Recensione: Quiet World
Il bar del prog ha le pareti nere e asettiche; l’entrata è lugubre, l’insegna lampeggia in 4/4 e un biliardino dismesso contro la parete vanta 3-4 centimetri di polvere sedimentata in pochissimo tempo. La porta del ripostiglio è socchiusa e lascia intravedere tutta una serie di variopinta oggettistica proveniente dagli anni ’70; la moda del revival è durata poco, giusto qualche disco da parte dei maggiori esponenti contemporanei e tutti gli entusiasmi sono andati scemando in qualcosa di più sinistro e oscuro. Grandi capolavori ha prodotto la febbre del vintage, talmente grandi da essere diventati un gigante dimenticatoio. Il prog oggi è un genere strano in cui passa per capolavoro qualsiasi cosa abbia un nome più o meno famoso scritto sopra; mai ci saremmo aspettati di vedere il nero sovrastare l’ingegno, eppure.. Stefano Benni nella zuccheriera del bar mise uno scarafaggio, Edoardo per la precisione; se avesse la parola descriverebbe una clientela dal colorito grigiognolo, o meglio, tra il grigiognolo e il cianotico, dallo sguardo mogio e con una lametta sempre a portata di mano. Vedrebbe sui tavolini riviste di introduzione al cappio e saprebbe che al gestore fu necessaria l’implementazione di un’enorme sputacchiera convertita in raccoglitore per lacrime. Di questo oggi siamo costretti a parlare, di un genere che non sta progredendo ma regredendo; stiamo parlando di quella libreria nel bar zeppa di storie stucchevoli e dal piagnisteo facile che fa passare emotività da quattro soldi per grande spessore artistico. Il trend oggi è questo e alcune band ci sono cascate come una pera cotta, snaturando la loro essenza in virtù di una moda o, ancora peggio, con l’orizzonte del soldo facile.
Proviamo ora ad immaginare cosa accadrebbe se nell’attuale bar suonassero le note di Quiet World dei Native Construct.. Band sconosciuta, esordiente e prodotta dalla Metal Blade; si, avete capito bene, da un’etichetta che ha la maggior parte del roster composto da musica estrema di ogni tipo ma non ha esitato a mettere sotto contratto questi ragazzi che, giovanissimi, si sono conosciuti e hanno fatto nascere il progetto al Berklee College Of Music di Boston.
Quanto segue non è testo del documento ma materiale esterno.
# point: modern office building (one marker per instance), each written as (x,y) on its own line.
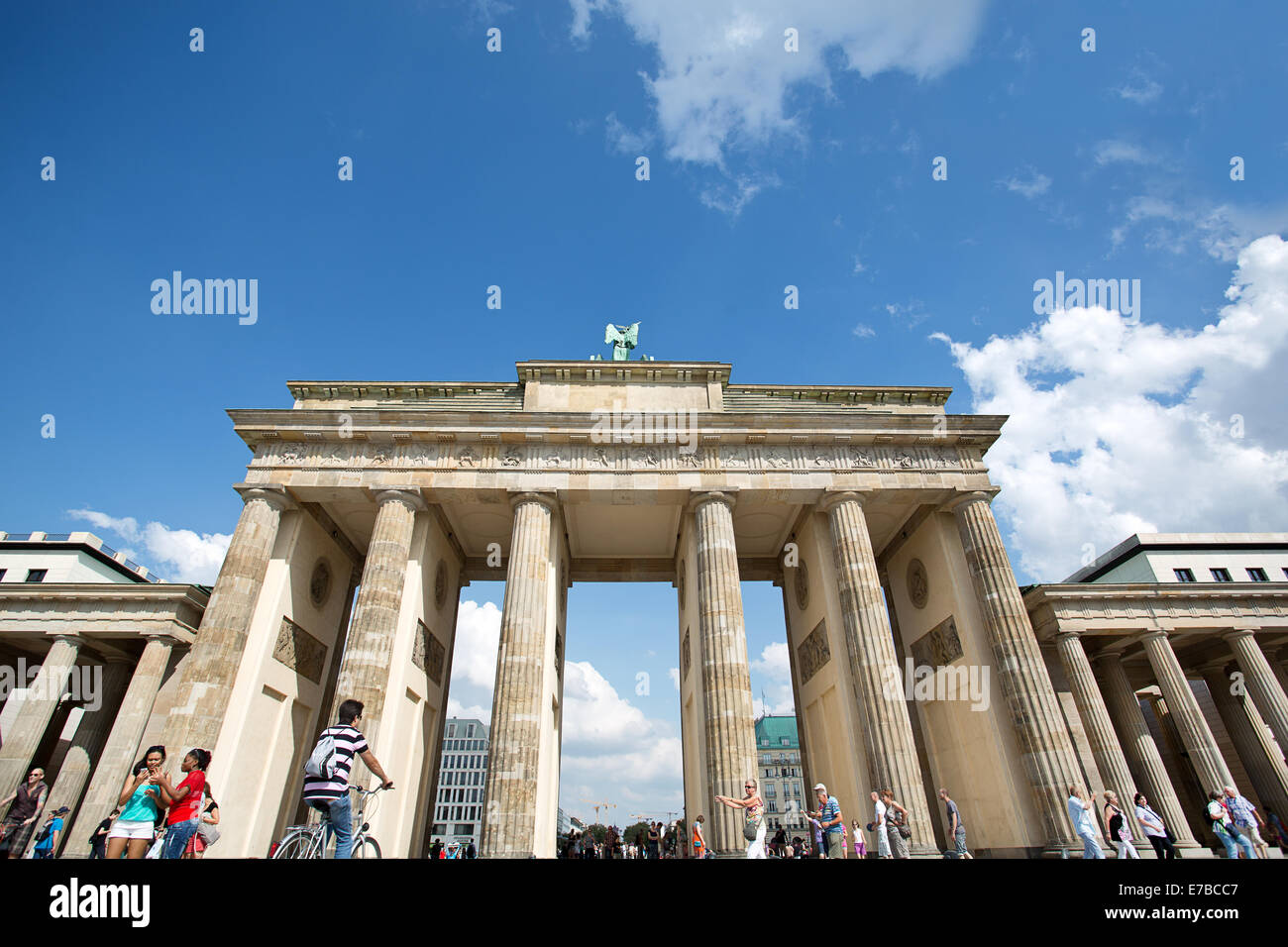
(462,776)
(781,775)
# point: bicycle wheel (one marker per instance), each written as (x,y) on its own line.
(294,845)
(368,848)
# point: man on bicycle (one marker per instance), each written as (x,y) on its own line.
(331,795)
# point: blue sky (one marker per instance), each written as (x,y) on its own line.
(768,169)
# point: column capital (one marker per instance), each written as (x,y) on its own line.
(546,497)
(966,497)
(1237,634)
(404,495)
(833,497)
(273,493)
(697,497)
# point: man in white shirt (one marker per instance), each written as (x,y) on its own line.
(879,826)
(1080,813)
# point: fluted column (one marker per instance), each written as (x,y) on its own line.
(86,744)
(728,714)
(509,819)
(215,657)
(369,650)
(1247,732)
(1100,731)
(890,746)
(38,709)
(1258,678)
(1034,711)
(123,742)
(1193,729)
(1140,749)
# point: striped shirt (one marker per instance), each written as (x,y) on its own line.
(828,813)
(348,744)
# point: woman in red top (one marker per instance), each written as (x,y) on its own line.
(184,801)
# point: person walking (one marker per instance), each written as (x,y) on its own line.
(183,801)
(1223,827)
(98,840)
(877,826)
(47,843)
(1080,813)
(861,851)
(1155,830)
(330,793)
(1245,819)
(754,810)
(897,823)
(29,799)
(699,841)
(829,822)
(141,805)
(1120,830)
(206,832)
(956,827)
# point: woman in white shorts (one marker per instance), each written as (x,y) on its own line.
(133,832)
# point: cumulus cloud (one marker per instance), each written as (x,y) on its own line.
(178,556)
(478,635)
(772,681)
(1120,428)
(722,77)
(1029,185)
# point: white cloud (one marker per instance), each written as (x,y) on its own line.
(1116,151)
(179,556)
(722,75)
(478,635)
(1033,185)
(1119,428)
(1140,89)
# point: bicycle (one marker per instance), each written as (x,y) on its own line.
(312,841)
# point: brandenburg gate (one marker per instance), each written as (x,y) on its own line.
(370,504)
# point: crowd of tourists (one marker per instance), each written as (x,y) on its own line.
(153,818)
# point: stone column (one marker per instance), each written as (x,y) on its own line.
(1247,732)
(121,749)
(369,648)
(726,705)
(1140,749)
(86,745)
(38,709)
(514,754)
(1261,684)
(211,667)
(1100,731)
(1034,710)
(1193,729)
(875,669)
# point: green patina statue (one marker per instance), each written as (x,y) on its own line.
(622,339)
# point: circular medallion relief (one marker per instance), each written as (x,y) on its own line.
(918,587)
(320,583)
(441,583)
(802,585)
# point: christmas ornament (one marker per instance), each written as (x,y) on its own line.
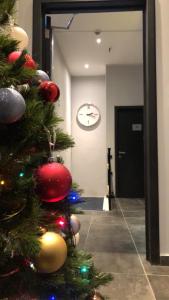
(61,222)
(12,105)
(84,269)
(30,63)
(50,91)
(53,182)
(76,239)
(53,253)
(95,296)
(75,224)
(21,36)
(43,76)
(74,197)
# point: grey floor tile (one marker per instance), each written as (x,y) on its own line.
(138,234)
(132,204)
(109,238)
(128,287)
(114,218)
(135,214)
(126,263)
(160,285)
(152,269)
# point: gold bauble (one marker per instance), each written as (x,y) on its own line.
(21,36)
(53,253)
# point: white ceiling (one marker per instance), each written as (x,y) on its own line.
(121,35)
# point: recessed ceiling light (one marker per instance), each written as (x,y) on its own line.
(98,40)
(86,66)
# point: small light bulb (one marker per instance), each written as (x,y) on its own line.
(21,174)
(98,40)
(86,66)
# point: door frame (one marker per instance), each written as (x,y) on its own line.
(42,7)
(116,111)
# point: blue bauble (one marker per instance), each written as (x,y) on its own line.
(74,197)
(12,106)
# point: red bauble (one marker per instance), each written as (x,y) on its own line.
(30,63)
(50,91)
(54,182)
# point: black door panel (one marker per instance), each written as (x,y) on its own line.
(129,152)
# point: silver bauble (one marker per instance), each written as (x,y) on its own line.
(43,76)
(12,106)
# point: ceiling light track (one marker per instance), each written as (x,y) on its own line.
(88,31)
(67,27)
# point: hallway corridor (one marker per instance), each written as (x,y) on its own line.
(117,241)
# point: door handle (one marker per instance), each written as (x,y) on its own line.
(122,152)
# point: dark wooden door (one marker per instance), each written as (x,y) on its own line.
(129,145)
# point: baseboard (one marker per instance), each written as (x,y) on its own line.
(164,260)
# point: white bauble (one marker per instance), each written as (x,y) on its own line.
(20,35)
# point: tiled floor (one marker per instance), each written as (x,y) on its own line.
(117,241)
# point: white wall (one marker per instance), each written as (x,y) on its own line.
(162,25)
(24,18)
(124,87)
(61,76)
(89,154)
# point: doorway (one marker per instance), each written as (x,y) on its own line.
(43,7)
(129,153)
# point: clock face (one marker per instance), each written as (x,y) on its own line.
(88,115)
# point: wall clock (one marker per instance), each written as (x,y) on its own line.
(88,115)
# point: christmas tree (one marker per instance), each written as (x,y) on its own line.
(38,230)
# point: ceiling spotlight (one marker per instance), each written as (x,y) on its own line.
(98,40)
(86,66)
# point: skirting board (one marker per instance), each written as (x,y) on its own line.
(164,260)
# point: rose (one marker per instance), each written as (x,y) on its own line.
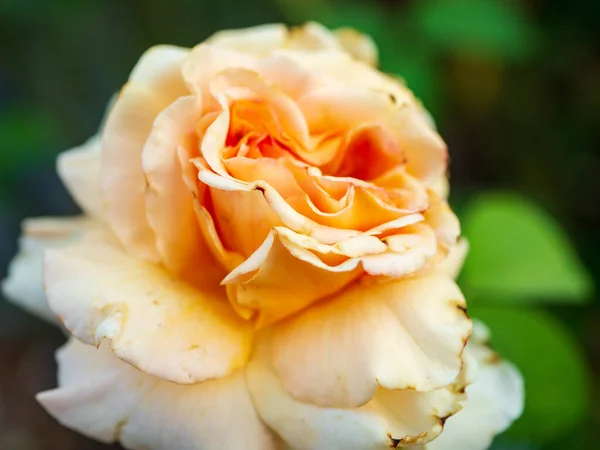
(266,239)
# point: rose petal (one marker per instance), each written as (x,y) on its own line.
(390,419)
(337,353)
(169,204)
(359,45)
(108,400)
(276,283)
(79,170)
(155,322)
(24,284)
(154,83)
(494,401)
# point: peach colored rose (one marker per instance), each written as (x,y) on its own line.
(266,240)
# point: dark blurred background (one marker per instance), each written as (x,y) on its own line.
(514,87)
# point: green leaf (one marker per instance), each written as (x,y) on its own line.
(489,28)
(519,253)
(557,382)
(26,136)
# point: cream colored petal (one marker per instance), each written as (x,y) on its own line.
(359,45)
(338,352)
(391,419)
(494,401)
(153,321)
(312,36)
(154,83)
(24,284)
(108,400)
(257,41)
(287,215)
(204,62)
(79,170)
(261,282)
(169,204)
(342,69)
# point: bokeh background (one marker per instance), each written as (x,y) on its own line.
(514,87)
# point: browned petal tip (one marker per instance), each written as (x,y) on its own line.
(395,442)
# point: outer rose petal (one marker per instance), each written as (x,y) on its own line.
(155,322)
(106,399)
(338,352)
(24,284)
(79,169)
(359,45)
(169,204)
(154,84)
(390,419)
(494,401)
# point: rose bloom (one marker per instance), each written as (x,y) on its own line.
(265,260)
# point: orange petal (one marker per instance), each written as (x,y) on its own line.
(337,353)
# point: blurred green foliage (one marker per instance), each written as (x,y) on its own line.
(519,254)
(514,87)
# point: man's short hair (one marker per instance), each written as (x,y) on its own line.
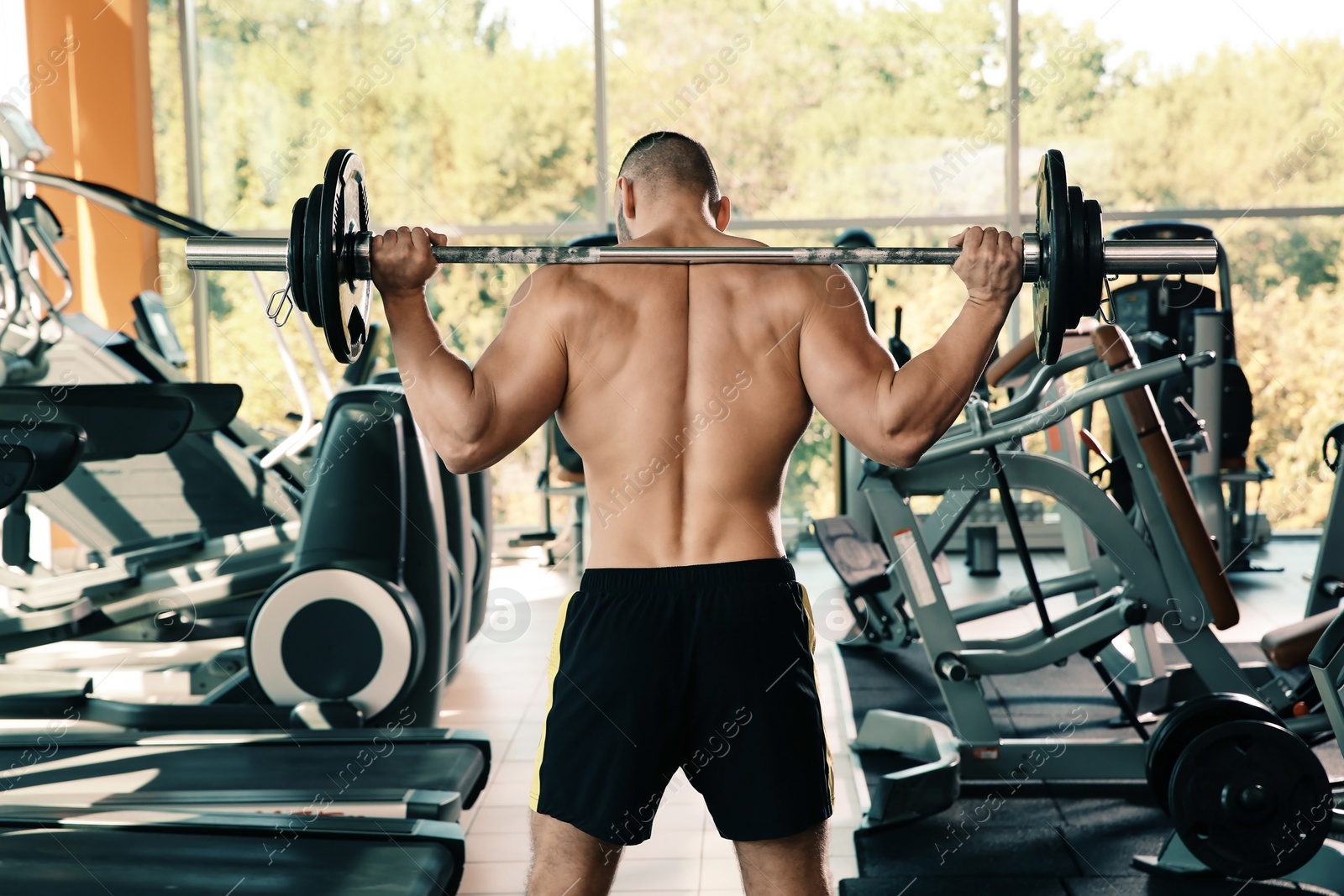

Quiet World è nato prevalentemente come una jam session, cosa che risalta in maniera prepotente durante tutta la durata dell’album; è un concept che parla dell’amore non corrisposto di un ragazzo muto verso una ragazza che proprio non ne vuole sapere. Questi, tra instabilità, ossessione e risentimento, crea per se stesso un nuovo mondo senza emarginati, un mondo più tranquillo..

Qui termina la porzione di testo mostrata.